Currently under construction in the growing airport district of Accra—Ghana’s capital city—the development includes a 200-key Radisson Blu luxury hotel, residential flats, two office buildings, more than 113,000 square feet (10,500 square meters) of retail space and public outdoor space. The project is expected to be complete in 2018.
“The Exchange complex represents everything we are striving to achieve with EDGE,” said Prashant Kapoor, IFC’s principal green building specialist and inventor of EDGE. “It is a symbol of how leading architectural practices such as HOK can work together with financiers and major hotel brands to bring resource-efficient design to life in emerging markets. We are grateful that HOK has championed the belief that inspiring design and sustainability are inseparable.”
“This is a great achievement for the project team, as it demonstrates how certifications such as EDGE recognize sustainability measures that reflect the local climate and context of a project,” said Gawarwala. “The development emphasizes passive design strategies, featuring a compact form with shaded public spaces that surround the entire retail area and reduce air conditioning demand.”
The new shopping destination features several distinct outdoor zones, including a lushly planted streetscape, a high-quality open-air shopping environment, restaurant terraces, a rooftop pool and garden spaces. A large green buffer mitigates the urban island heat effect, particulate pollution and surface runoff while providing a green park space.
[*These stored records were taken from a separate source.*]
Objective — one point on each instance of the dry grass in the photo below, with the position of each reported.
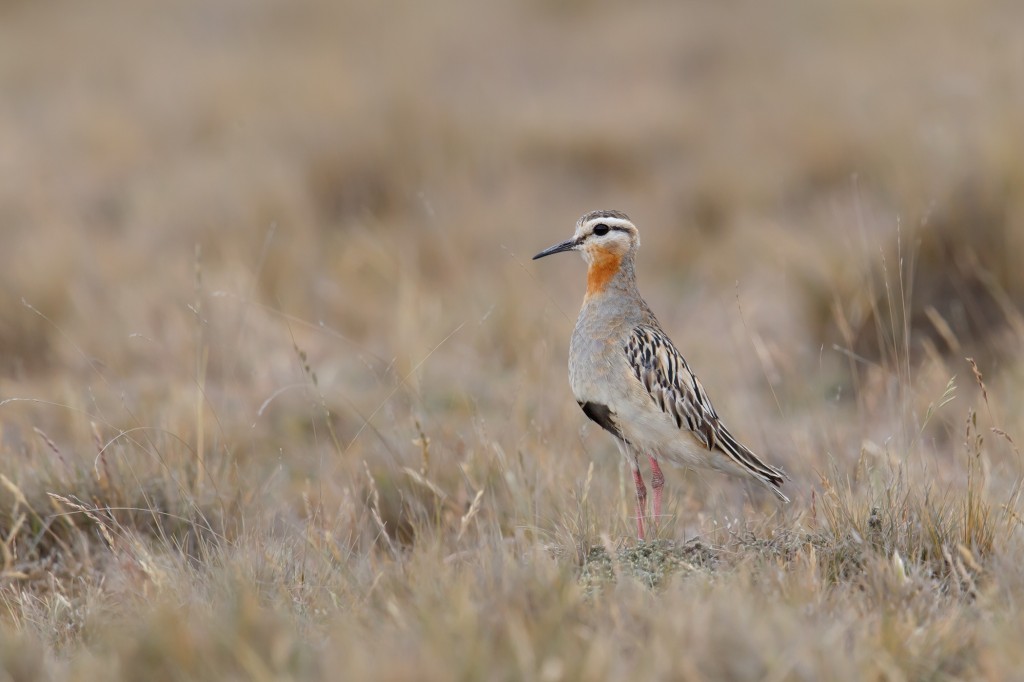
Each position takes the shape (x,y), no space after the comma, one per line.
(282,397)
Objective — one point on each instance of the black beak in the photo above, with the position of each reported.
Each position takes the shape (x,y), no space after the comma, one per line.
(567,245)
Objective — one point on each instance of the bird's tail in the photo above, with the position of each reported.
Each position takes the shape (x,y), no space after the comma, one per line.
(769,476)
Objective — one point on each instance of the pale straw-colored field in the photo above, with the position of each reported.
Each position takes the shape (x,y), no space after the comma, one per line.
(282,395)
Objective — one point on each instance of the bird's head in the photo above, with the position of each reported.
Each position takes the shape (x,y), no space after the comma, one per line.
(600,236)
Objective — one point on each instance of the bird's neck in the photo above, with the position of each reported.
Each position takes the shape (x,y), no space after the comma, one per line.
(610,272)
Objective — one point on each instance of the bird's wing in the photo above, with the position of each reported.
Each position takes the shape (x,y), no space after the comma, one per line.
(668,379)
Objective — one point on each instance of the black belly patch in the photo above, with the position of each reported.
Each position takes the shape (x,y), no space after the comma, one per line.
(604,418)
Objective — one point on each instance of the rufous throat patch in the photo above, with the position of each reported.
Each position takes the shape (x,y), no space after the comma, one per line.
(603,266)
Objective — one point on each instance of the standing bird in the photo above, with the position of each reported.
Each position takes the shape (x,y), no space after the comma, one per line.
(628,376)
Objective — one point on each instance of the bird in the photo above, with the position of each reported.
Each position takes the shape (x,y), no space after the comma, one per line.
(629,377)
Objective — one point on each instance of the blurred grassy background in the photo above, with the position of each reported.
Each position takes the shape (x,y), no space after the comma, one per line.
(264,274)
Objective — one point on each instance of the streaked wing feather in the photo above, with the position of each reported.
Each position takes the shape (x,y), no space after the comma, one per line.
(677,391)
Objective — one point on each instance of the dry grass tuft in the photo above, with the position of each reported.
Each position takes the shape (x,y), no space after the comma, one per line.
(283,397)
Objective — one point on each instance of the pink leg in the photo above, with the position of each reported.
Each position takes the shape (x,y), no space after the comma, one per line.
(641,501)
(656,483)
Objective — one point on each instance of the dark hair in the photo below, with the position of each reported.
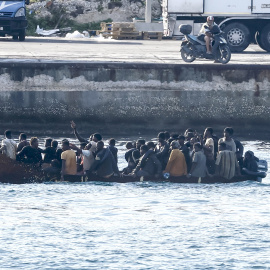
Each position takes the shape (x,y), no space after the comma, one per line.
(98,136)
(33,140)
(223,144)
(141,141)
(55,163)
(167,134)
(129,145)
(100,143)
(189,130)
(83,144)
(229,130)
(150,145)
(144,147)
(209,129)
(54,144)
(48,141)
(161,135)
(65,142)
(8,133)
(197,145)
(23,136)
(112,142)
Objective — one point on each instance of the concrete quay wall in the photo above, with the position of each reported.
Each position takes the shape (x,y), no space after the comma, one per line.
(123,97)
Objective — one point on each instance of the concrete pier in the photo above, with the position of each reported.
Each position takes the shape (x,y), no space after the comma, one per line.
(125,97)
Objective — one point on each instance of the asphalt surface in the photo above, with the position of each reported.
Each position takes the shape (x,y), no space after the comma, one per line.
(40,49)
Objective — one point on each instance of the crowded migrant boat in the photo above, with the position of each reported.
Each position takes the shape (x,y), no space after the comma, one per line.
(190,157)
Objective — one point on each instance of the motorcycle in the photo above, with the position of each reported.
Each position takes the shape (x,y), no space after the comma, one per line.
(192,47)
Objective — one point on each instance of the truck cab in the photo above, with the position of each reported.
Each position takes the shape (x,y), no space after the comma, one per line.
(13,19)
(242,21)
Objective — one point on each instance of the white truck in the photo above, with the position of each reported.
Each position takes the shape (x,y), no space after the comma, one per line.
(243,21)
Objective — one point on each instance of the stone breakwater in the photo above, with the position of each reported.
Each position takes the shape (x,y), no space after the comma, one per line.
(124,97)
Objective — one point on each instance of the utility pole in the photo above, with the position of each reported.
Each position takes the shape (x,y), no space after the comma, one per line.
(148,11)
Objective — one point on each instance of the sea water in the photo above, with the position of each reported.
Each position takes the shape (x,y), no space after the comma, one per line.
(143,225)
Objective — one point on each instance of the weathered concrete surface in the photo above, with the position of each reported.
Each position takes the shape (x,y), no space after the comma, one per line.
(107,50)
(124,97)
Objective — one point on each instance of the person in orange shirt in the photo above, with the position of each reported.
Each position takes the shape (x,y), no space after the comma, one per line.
(176,165)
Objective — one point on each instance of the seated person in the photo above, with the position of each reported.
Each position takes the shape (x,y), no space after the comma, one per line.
(53,171)
(226,162)
(185,150)
(50,153)
(206,34)
(113,149)
(9,146)
(129,158)
(68,156)
(209,149)
(31,154)
(136,154)
(22,142)
(198,167)
(104,165)
(230,144)
(250,163)
(87,155)
(177,164)
(239,152)
(162,150)
(148,165)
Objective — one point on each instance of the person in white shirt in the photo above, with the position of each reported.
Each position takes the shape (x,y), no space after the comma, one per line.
(87,153)
(9,146)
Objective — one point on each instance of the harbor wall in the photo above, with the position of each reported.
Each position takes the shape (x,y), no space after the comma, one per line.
(123,97)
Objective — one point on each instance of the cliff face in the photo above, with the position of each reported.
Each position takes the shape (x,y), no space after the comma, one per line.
(84,11)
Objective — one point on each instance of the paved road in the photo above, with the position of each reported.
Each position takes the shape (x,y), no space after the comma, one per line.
(106,50)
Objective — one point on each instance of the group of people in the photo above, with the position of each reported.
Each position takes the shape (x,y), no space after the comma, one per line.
(191,154)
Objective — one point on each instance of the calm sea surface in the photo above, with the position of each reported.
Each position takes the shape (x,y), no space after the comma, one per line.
(136,225)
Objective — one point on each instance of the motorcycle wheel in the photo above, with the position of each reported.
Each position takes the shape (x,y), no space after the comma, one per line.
(224,54)
(187,57)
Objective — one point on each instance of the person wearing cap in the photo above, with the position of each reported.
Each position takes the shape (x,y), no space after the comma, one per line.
(250,163)
(176,165)
(226,163)
(206,34)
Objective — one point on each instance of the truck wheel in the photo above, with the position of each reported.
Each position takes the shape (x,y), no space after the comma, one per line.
(22,35)
(265,38)
(238,36)
(258,38)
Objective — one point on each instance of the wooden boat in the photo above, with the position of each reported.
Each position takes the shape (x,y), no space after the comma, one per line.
(18,173)
(181,179)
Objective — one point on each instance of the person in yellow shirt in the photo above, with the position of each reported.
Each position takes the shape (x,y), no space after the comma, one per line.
(176,165)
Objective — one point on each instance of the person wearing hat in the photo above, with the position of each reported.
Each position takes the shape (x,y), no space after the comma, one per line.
(206,34)
(176,165)
(250,163)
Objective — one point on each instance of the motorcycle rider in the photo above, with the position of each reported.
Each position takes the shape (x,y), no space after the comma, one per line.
(206,34)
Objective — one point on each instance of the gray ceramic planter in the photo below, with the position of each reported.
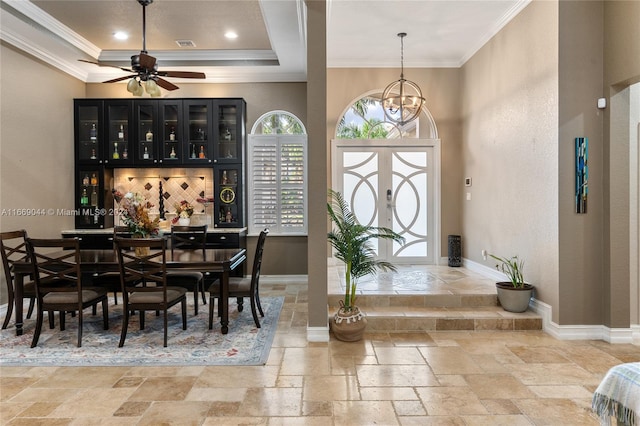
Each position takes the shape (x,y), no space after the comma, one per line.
(514,299)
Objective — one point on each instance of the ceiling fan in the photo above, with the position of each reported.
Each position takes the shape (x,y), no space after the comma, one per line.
(145,68)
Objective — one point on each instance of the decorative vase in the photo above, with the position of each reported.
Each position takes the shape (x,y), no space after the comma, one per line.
(349,325)
(514,299)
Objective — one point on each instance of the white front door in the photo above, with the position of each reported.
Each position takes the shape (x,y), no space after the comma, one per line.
(392,185)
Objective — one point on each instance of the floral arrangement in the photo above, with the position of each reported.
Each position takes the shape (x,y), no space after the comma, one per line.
(134,212)
(184,210)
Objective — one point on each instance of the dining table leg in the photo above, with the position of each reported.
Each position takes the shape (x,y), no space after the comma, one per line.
(224,302)
(19,300)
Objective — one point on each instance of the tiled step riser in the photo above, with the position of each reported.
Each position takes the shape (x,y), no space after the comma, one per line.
(408,324)
(426,301)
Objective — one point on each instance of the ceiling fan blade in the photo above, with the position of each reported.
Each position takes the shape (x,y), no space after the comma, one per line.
(147,62)
(166,85)
(115,80)
(182,74)
(105,65)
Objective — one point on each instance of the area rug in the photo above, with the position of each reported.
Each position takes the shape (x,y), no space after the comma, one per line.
(245,344)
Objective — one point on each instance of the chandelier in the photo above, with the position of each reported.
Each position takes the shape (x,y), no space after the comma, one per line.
(402,100)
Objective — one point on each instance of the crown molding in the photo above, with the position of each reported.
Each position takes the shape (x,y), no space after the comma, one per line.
(47,23)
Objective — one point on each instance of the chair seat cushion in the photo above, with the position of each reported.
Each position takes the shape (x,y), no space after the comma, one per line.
(72,296)
(173,293)
(236,285)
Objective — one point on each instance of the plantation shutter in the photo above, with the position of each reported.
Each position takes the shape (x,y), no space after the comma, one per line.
(277,189)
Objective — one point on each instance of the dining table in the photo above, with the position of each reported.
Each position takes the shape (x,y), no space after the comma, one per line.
(96,261)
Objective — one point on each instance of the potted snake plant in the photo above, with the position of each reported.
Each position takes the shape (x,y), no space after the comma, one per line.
(352,244)
(513,295)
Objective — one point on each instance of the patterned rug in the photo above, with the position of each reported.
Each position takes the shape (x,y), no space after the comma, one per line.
(243,345)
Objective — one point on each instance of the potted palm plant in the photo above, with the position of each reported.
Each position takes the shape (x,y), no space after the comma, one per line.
(352,244)
(513,295)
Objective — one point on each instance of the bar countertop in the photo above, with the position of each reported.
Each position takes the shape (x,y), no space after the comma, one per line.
(109,231)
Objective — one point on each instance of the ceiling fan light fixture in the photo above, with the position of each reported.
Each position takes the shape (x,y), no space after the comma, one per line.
(132,85)
(152,88)
(402,100)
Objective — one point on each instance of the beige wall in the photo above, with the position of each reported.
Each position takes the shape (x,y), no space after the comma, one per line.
(621,68)
(510,145)
(36,145)
(581,235)
(507,119)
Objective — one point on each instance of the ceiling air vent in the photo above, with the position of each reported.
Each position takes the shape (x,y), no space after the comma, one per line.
(185,43)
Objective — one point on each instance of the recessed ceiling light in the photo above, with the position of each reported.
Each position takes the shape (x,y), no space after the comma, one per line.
(185,43)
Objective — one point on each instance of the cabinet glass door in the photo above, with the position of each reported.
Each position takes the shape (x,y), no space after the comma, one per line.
(228,197)
(227,133)
(88,202)
(88,132)
(145,149)
(171,134)
(198,132)
(118,150)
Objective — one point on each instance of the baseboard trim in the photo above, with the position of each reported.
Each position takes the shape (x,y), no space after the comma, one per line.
(580,332)
(278,279)
(318,334)
(563,332)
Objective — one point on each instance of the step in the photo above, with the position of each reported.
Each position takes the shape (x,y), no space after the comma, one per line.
(430,300)
(394,319)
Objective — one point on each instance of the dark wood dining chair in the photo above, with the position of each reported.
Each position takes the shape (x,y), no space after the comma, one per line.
(13,248)
(241,287)
(189,238)
(111,280)
(144,282)
(58,283)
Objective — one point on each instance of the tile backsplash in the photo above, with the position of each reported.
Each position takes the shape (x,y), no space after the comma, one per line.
(176,184)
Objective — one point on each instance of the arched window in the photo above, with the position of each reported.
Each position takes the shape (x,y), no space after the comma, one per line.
(278,123)
(365,119)
(277,175)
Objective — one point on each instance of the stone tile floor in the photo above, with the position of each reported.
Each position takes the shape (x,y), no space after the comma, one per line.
(419,378)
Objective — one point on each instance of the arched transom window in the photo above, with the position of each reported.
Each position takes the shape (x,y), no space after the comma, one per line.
(365,119)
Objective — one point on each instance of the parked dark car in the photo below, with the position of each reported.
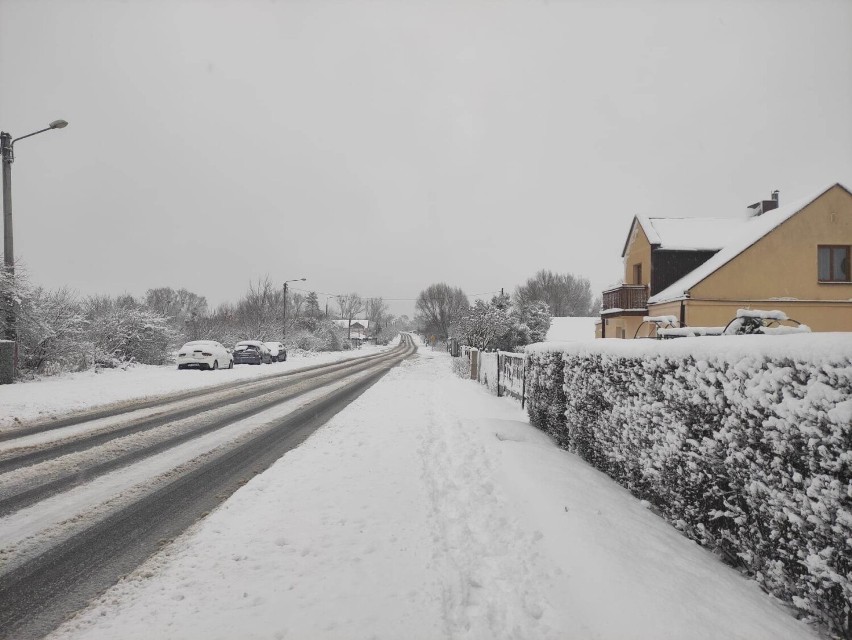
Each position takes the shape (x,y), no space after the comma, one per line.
(277,351)
(251,352)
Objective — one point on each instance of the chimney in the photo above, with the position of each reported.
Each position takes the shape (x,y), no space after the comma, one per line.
(759,208)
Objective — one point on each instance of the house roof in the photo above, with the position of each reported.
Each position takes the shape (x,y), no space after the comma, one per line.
(345,323)
(741,238)
(686,234)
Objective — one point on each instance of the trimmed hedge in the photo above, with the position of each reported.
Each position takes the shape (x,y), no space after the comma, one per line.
(743,443)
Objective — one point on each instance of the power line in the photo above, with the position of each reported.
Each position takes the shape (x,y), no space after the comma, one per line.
(340,295)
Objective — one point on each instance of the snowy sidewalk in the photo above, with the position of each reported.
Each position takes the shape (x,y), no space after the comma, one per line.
(430,509)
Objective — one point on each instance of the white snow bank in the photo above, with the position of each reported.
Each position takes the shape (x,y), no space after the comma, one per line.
(431,509)
(580,328)
(804,347)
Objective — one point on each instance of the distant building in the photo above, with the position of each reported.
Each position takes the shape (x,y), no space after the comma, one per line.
(794,258)
(359,328)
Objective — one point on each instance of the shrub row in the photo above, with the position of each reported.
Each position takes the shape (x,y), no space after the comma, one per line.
(743,443)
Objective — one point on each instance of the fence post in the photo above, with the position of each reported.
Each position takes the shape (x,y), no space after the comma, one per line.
(498,374)
(7,361)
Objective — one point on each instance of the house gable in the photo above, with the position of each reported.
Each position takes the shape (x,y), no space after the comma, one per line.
(783,262)
(637,251)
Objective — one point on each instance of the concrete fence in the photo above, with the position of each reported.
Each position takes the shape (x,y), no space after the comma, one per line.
(503,372)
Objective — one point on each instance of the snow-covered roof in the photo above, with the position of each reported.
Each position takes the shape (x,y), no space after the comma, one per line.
(690,234)
(345,323)
(741,239)
(579,328)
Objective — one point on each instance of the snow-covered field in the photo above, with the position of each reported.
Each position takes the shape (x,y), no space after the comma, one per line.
(431,509)
(69,393)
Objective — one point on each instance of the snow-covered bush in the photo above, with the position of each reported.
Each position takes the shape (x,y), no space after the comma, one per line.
(51,332)
(744,443)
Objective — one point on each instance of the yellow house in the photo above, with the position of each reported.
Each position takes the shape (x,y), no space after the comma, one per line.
(794,259)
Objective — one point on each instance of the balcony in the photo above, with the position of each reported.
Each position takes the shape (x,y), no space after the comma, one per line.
(627,297)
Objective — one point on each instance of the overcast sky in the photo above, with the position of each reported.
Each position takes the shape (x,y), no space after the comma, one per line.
(379,147)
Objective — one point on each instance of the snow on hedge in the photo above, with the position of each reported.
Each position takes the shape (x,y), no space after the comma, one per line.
(744,443)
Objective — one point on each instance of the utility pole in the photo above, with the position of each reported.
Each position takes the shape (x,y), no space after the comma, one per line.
(7,155)
(8,245)
(284,312)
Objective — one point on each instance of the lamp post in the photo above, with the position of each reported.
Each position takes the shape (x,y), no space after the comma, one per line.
(7,148)
(284,313)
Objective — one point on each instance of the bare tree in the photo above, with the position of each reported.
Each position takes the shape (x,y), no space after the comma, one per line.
(350,306)
(377,313)
(440,306)
(565,294)
(177,304)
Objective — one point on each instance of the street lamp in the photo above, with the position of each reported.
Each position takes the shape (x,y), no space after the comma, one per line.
(7,148)
(284,313)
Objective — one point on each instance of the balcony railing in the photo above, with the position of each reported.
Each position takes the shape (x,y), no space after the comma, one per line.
(626,296)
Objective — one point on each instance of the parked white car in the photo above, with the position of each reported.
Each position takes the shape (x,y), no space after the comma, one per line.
(204,354)
(277,351)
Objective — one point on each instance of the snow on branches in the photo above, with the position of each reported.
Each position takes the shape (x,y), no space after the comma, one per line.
(743,443)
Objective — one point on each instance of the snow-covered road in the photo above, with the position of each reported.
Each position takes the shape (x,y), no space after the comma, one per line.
(430,509)
(90,507)
(58,396)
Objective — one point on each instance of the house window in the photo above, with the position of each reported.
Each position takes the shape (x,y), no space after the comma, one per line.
(834,263)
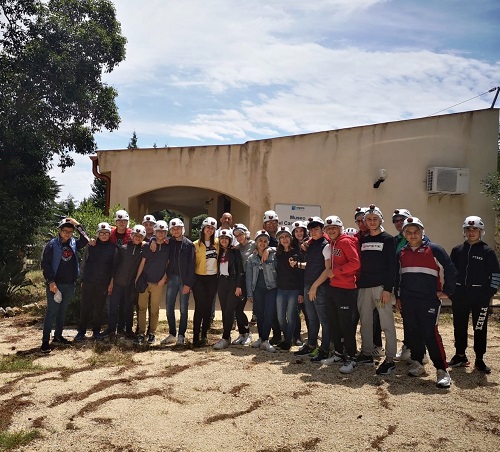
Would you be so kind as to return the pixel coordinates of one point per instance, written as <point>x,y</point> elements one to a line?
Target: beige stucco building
<point>334,169</point>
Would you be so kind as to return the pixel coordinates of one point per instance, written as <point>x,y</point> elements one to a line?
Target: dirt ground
<point>116,397</point>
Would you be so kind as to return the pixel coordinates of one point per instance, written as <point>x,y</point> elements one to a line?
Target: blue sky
<point>227,71</point>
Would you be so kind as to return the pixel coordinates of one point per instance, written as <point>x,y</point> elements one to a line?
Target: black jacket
<point>235,266</point>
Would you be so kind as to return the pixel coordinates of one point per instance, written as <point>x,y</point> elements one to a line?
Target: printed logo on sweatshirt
<point>67,254</point>
<point>372,246</point>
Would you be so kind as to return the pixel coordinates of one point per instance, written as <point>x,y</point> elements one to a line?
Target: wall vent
<point>453,181</point>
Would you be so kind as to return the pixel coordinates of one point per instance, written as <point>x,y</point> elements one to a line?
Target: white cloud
<point>223,71</point>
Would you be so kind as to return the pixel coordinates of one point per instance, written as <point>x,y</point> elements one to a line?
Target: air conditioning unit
<point>453,181</point>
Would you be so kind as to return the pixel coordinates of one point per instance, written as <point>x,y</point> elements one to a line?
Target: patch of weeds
<point>16,363</point>
<point>110,358</point>
<point>9,407</point>
<point>12,440</point>
<point>222,417</point>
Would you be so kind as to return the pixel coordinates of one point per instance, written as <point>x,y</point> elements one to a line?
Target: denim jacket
<point>269,268</point>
The landscape design draws inspiration from the strong angular geometry found within Ghanaian kente cloth, an African silk fabric made of interwoven cloth strips. It also recalls the architectural cooling devices used within the Tropical Modernism movement of the 1940s and 1950s as well as colorful plantings native to tropical West Africa.
Gawarwala will present The Exchange project at a Sept. 29 breakfast seminar during World Green Building Week in London. The event, hosted by SGS and thinkstep, will feature a panel discussion titled “EDGE for Designers and Building Owners.”
The clients for The Exchange, Actis and Mabani Holdings, worked closely with HOK, which was lead consultant and design architect. In addition to serving as executive architect, Dar Al-Handasah provided multidisciplinary engineering and EDGE assessment services.